I’m told on a daily basis that they are terminated in favor of junior-level people who earn a fraction of what they are paid. Positions are moved to lower-cost locations and they’re not invited to relocate along with them. For instance, yesterday, I spoke with a banking executive, earning about $225k, who told me his entire division was relocated to a city in an Eastern European country. This is the third move for the group. The first was out of New York City to a less expensive Jersey City then to an even cheaper city in the Southwest. It’s as if companies are playing a live-action board game with our lives. They move the pieces, which are real-life human beings, to a lower cost place. When a better deal is found, the companies shift the pieces once again. This pattern continues so global corporations can dramatically bring down the costs of their human capital — a buzzword for human beings who work for the company. The gentleman I spoke with surmises that the bank is paying the people in Eastern Europe about 80% less than what his group earns in the United States.

This is all happening while we’re in a strong economy. If you are a student of the stock market and economy, you’ll know that trends always change. There won’t be an upward trajectory forever. There will be a time when the job market, economy and stock market cool down and hit a recession — or worse. I’m not being negative; that’s just the nature of business. You can look at the stock charts of any top company, like Amazon or Facebook, and you’ll see patterns of great growth and times of severe pullbacks in the share price.

What do you think will happen when the music stops and everything starts trending downward? If experienced professionals are having challenges now, imagine how hard it will be in an overall bad market. You need to be prepared. My strong suggestion to you is to have a “Plan B.” This is a game plan to be prepare for any potential future emergencies.

1. Update your résumé and LinkedIn profile.
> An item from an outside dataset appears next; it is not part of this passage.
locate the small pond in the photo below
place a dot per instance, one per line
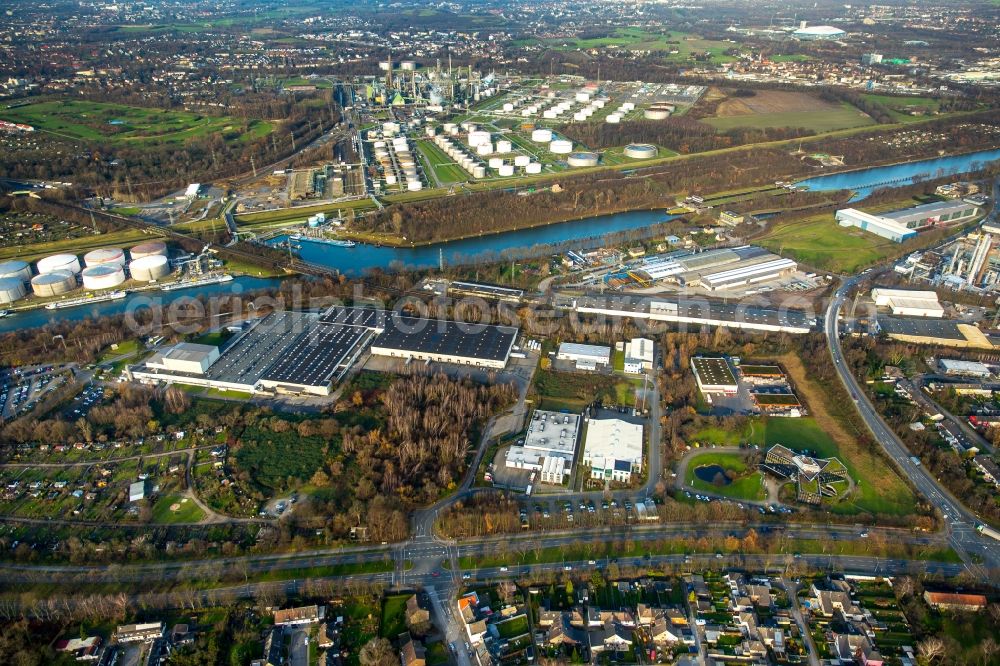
(709, 474)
Network and make yourself known.

2. Speak with your boss and snoop around the office, in an effort to determine how safe your job is and if there is any talk of relocating jobs.

3. Consider weighing the options of a new career.

4. Go back to school and learn something marketable, just in case you need it.

5. Start a side business that could turn into a full-fledged business, if things go south.

6. Consider moving to a location that offers more opportunities compared to where you are now.

7. Have your spouse check on the stability of their job, as it’s helpful to have a balance.

8. It could be that your spouse is in a position to get a higher paying job that could compensate for any hits you may take.

9. Do everything in your power to remain marketable, positive and motivated.

10. Don’t let yourself fall into a downward spiral of ruinous negativity.

Allow me to offer a personal example of formulating a Plan B. My area of recruiting expertise was blazing hot for more than a decade. I always felt that it could end at any moment. Hiring was like a hockey-stick chart going straight upward. Practicing what I preach, I started early with my Plan B.

I downsized from ridiculously expensive Manhattan office real estate to reduce costs, taught myself how to write and started a blog. The blog then turned into a newsletter,, which is emailed to about 100k people everyday. Forbes was generous to offer me an opportunity to contribute to their well-respected platform. To hedge my recruiting practice, I worked on creating a startup,, an online social media platform that offers job seekers the opportunity to find recruiters to help them with their job searches, as well as the ability for members to network with peers and crowdsource job leads. To be transparent, these ventures aren’t profitable yet. Nevertheless, I am really excited that I have a game plan in place.

I understand how hard it is to pivot, but in this fast-moving world, we must be prepared and ready for whatever craziness lies ahead for us.